En dehors des cas Guiro, l'ex-Dg des douanes chez qui des cantines contenant près de 2 milliards de FCFA ont été découvertes et du cas Joseph Paré, ex-ambassadeur du Burkina Faso à Paris, dont un rapport de l'ASCE a révélé la mauvaise gestion au moment où il a été ministre, combien de personnes ont été remplacées à leur poste suite à la parution d'un rapport?

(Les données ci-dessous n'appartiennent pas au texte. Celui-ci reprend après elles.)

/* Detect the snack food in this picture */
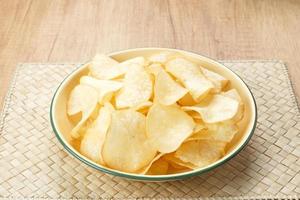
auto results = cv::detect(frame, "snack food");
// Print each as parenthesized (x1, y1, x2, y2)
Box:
(66, 52, 244, 175)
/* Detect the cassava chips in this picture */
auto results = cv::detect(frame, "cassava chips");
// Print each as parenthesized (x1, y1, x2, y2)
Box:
(66, 52, 245, 175)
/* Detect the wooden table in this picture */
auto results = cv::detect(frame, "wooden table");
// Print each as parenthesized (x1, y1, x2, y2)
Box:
(1, 0, 300, 109)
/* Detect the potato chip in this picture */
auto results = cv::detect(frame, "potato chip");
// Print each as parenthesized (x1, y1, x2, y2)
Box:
(166, 58, 214, 101)
(118, 56, 147, 71)
(178, 93, 197, 106)
(102, 110, 157, 172)
(115, 64, 152, 108)
(67, 85, 98, 138)
(146, 158, 169, 175)
(163, 153, 197, 169)
(154, 69, 188, 105)
(137, 153, 164, 174)
(80, 76, 123, 104)
(146, 103, 195, 153)
(222, 89, 244, 122)
(147, 63, 164, 76)
(175, 140, 226, 168)
(132, 101, 153, 115)
(89, 54, 125, 80)
(148, 52, 174, 64)
(201, 67, 228, 92)
(182, 94, 239, 123)
(80, 103, 114, 164)
(206, 123, 238, 142)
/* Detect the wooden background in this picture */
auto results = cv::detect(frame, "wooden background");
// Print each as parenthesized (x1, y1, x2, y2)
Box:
(1, 0, 300, 109)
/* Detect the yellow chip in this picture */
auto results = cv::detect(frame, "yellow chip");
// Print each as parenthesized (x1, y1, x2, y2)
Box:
(163, 153, 197, 169)
(89, 54, 125, 80)
(166, 58, 214, 101)
(146, 158, 169, 175)
(80, 103, 114, 164)
(115, 64, 152, 108)
(137, 153, 164, 174)
(182, 94, 239, 123)
(154, 69, 188, 105)
(222, 89, 244, 122)
(80, 76, 123, 104)
(132, 101, 153, 115)
(118, 56, 147, 72)
(175, 140, 226, 168)
(201, 67, 228, 92)
(146, 104, 195, 153)
(148, 52, 174, 64)
(147, 63, 164, 76)
(178, 93, 198, 106)
(67, 85, 98, 138)
(102, 110, 157, 172)
(206, 123, 238, 142)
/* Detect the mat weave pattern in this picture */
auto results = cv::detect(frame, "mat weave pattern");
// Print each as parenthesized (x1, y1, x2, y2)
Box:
(0, 61, 299, 199)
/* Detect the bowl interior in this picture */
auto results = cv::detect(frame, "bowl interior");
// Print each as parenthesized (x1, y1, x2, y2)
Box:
(51, 48, 256, 181)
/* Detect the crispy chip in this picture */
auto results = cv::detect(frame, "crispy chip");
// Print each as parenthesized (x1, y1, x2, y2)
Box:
(166, 58, 214, 101)
(102, 110, 157, 172)
(206, 123, 238, 142)
(163, 153, 197, 169)
(115, 64, 152, 108)
(67, 85, 98, 138)
(80, 103, 114, 164)
(182, 94, 239, 123)
(89, 54, 125, 80)
(132, 101, 153, 115)
(146, 158, 169, 175)
(137, 153, 164, 174)
(201, 67, 228, 92)
(178, 93, 198, 106)
(118, 57, 147, 71)
(148, 52, 174, 64)
(146, 104, 195, 153)
(154, 69, 188, 105)
(222, 89, 244, 122)
(175, 140, 226, 168)
(147, 63, 164, 76)
(80, 76, 123, 104)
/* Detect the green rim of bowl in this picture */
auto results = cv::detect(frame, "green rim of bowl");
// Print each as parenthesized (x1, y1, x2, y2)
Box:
(50, 48, 257, 181)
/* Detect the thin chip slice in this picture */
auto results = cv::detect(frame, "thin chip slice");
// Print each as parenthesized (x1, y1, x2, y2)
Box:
(166, 58, 214, 101)
(147, 63, 164, 76)
(146, 104, 195, 153)
(118, 56, 147, 72)
(89, 54, 124, 80)
(201, 67, 228, 92)
(154, 69, 188, 105)
(222, 89, 244, 122)
(102, 110, 157, 172)
(146, 158, 169, 175)
(163, 153, 197, 169)
(67, 85, 98, 138)
(206, 123, 238, 142)
(137, 153, 164, 174)
(115, 64, 152, 108)
(80, 76, 123, 104)
(132, 101, 153, 114)
(148, 52, 174, 64)
(175, 140, 226, 168)
(182, 94, 239, 123)
(178, 93, 197, 106)
(80, 103, 114, 164)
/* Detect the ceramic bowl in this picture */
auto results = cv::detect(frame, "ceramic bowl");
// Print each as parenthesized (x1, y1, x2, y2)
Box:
(50, 48, 257, 181)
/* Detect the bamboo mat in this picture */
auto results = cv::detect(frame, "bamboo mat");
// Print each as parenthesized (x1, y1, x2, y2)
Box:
(0, 61, 299, 199)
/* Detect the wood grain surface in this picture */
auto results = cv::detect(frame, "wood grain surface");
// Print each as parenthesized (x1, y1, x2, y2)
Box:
(1, 0, 300, 109)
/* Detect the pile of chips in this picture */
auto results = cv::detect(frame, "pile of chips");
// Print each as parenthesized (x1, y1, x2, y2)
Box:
(67, 52, 244, 175)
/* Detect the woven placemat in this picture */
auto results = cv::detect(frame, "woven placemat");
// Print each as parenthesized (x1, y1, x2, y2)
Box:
(0, 61, 299, 199)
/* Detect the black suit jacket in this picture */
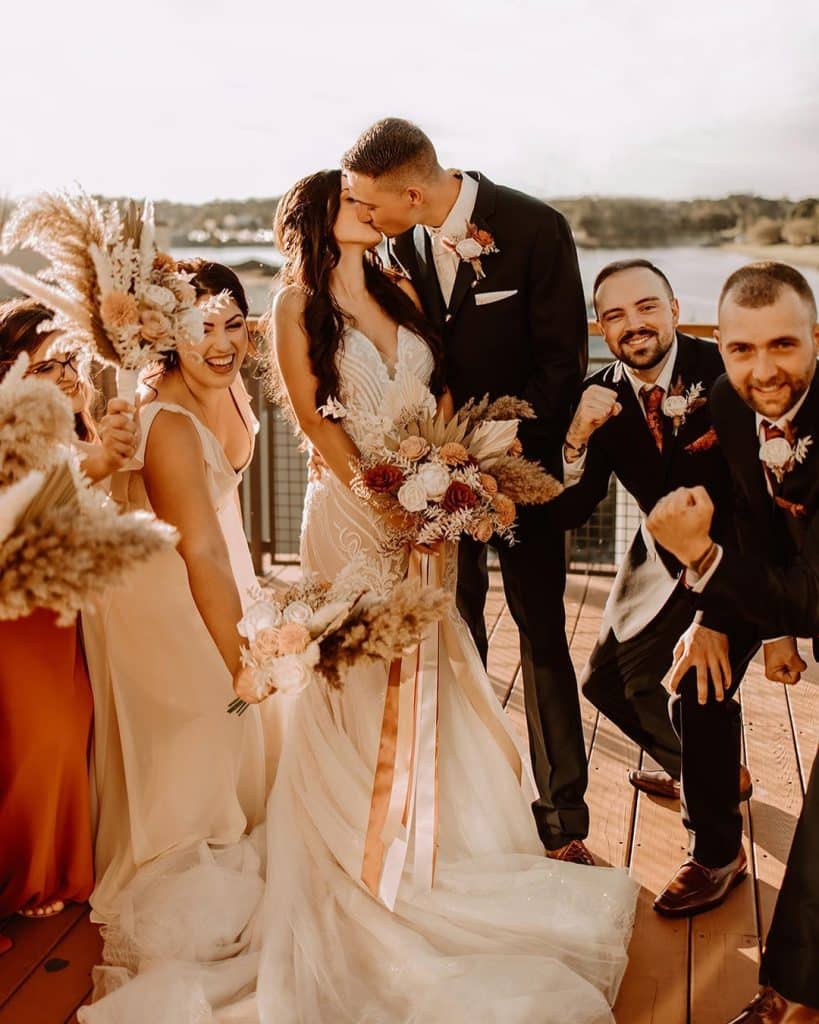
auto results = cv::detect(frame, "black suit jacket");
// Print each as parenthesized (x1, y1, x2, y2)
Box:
(697, 370, 819, 651)
(551, 332, 736, 640)
(390, 173, 588, 467)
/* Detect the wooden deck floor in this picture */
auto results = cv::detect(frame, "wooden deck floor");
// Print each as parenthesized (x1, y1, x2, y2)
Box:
(1, 569, 814, 1023)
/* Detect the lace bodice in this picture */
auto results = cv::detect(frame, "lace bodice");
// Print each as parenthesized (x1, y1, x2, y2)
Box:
(335, 325, 435, 451)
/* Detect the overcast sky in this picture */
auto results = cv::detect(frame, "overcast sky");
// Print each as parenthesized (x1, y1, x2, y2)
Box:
(2, 0, 817, 203)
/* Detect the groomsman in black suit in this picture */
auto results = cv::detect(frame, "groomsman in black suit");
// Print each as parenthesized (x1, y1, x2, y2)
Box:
(553, 259, 758, 915)
(342, 118, 592, 863)
(648, 262, 819, 1023)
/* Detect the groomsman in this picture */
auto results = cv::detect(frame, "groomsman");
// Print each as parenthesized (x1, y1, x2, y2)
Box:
(553, 259, 758, 915)
(648, 261, 819, 1022)
(342, 118, 593, 863)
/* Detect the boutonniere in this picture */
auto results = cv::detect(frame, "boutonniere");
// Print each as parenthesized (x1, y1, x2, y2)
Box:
(661, 377, 707, 434)
(759, 423, 813, 484)
(441, 223, 499, 282)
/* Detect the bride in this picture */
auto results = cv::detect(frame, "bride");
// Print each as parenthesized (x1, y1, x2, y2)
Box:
(247, 170, 637, 1023)
(80, 175, 636, 1024)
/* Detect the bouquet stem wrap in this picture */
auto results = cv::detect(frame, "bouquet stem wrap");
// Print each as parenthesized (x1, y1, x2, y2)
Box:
(361, 548, 522, 909)
(116, 367, 140, 404)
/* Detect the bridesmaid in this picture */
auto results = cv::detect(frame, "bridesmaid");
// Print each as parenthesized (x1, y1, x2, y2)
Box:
(0, 299, 137, 947)
(83, 261, 273, 920)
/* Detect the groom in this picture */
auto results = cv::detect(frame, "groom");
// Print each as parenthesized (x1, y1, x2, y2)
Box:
(342, 118, 592, 863)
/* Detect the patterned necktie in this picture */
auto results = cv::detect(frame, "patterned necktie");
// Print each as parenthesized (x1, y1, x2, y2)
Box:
(641, 385, 665, 452)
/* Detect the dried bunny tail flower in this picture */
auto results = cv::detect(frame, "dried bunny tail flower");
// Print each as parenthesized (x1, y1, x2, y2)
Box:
(489, 456, 563, 505)
(316, 579, 451, 689)
(0, 367, 75, 486)
(485, 396, 536, 421)
(0, 502, 177, 625)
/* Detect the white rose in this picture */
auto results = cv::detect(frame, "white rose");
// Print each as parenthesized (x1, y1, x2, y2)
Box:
(143, 284, 178, 313)
(269, 654, 313, 695)
(176, 306, 205, 344)
(759, 437, 793, 468)
(662, 395, 689, 418)
(455, 238, 483, 260)
(397, 475, 429, 513)
(283, 600, 313, 625)
(417, 462, 451, 501)
(238, 599, 282, 641)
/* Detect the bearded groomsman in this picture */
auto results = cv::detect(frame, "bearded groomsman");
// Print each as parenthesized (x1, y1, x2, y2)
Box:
(342, 118, 593, 863)
(553, 259, 759, 915)
(648, 262, 819, 1023)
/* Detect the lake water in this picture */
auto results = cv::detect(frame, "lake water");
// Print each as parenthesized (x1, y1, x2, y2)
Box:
(171, 244, 819, 324)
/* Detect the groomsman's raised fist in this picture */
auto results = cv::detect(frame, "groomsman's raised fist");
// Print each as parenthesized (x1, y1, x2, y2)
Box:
(646, 486, 715, 566)
(564, 385, 622, 459)
(763, 637, 807, 686)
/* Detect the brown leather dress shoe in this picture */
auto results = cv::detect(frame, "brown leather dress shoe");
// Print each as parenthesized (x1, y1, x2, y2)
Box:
(628, 765, 754, 801)
(653, 846, 747, 917)
(546, 840, 595, 866)
(726, 986, 819, 1023)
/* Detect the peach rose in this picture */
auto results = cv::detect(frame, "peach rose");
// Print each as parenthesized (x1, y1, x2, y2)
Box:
(253, 627, 280, 658)
(479, 473, 498, 496)
(493, 494, 517, 527)
(507, 438, 523, 458)
(140, 309, 172, 343)
(276, 622, 312, 655)
(101, 291, 140, 329)
(398, 436, 430, 461)
(439, 442, 470, 466)
(470, 518, 494, 543)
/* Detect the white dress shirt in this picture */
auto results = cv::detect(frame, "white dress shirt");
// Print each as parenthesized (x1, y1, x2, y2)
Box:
(562, 336, 679, 487)
(425, 172, 479, 307)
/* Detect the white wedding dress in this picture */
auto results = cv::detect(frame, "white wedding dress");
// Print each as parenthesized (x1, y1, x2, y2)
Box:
(80, 326, 637, 1024)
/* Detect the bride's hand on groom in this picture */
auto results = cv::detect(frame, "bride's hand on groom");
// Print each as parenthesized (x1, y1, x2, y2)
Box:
(668, 622, 731, 705)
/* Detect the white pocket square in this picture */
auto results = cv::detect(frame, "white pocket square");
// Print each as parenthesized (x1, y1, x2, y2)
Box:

Pourtant, dans ce même rapport, le lotissement de Boulmiougou a clairement identifié les responsabilités de l'ancien maire, Séraphine Ouédraogo, sans que celle-ci ne soit inquiétée. Au contraire, la personne qui séjourne depuis janvier 2014 à la MACO n'est autre que le comptable du lotissement.
La gestion au niveau de la CAMEG a aussi été épinglée. On se souvient que la commission d'enquête parlementaire sur les marchés publics réalisée en 2012 a mis le doigt sur les marchés passés dans le cadre du projet ZACA, les salles de conférences de Bobo-Dioulasso et de Ouahigouya, les centrales de Komsilga 1 et 2. Toutes les personnes qui ont géré ces dossiers sont toujours en poste, à l'exemption du DG de la CAMEG.
Pourtant, de l'argent public a été mal géré et même dissipé sans que les auteurs ne daignent craindre quoi que ce soit.
La loi sur la déclaration des biens des personnalités qui existent depuis 1995 et rallongée en 2002 connaît des difficultés d'application. Rares sont les personnalités qui sont informées de cette loi et aucun dispositif de contrainte des déclarations n'existe encore moins de vérification de l'exactitude des déclarations. Le Burkina Faso vit dans une ambiance de mal-gouvernance. Le responsable qui ne vole pas est hué et blâmé tandis que celui qui pille le Trésor est décoré et loué.
Vivement une loi sur l'enrichissement illicite et le conflit d'intérêt. Il faut simplement que les choses changent au Burkina Faso.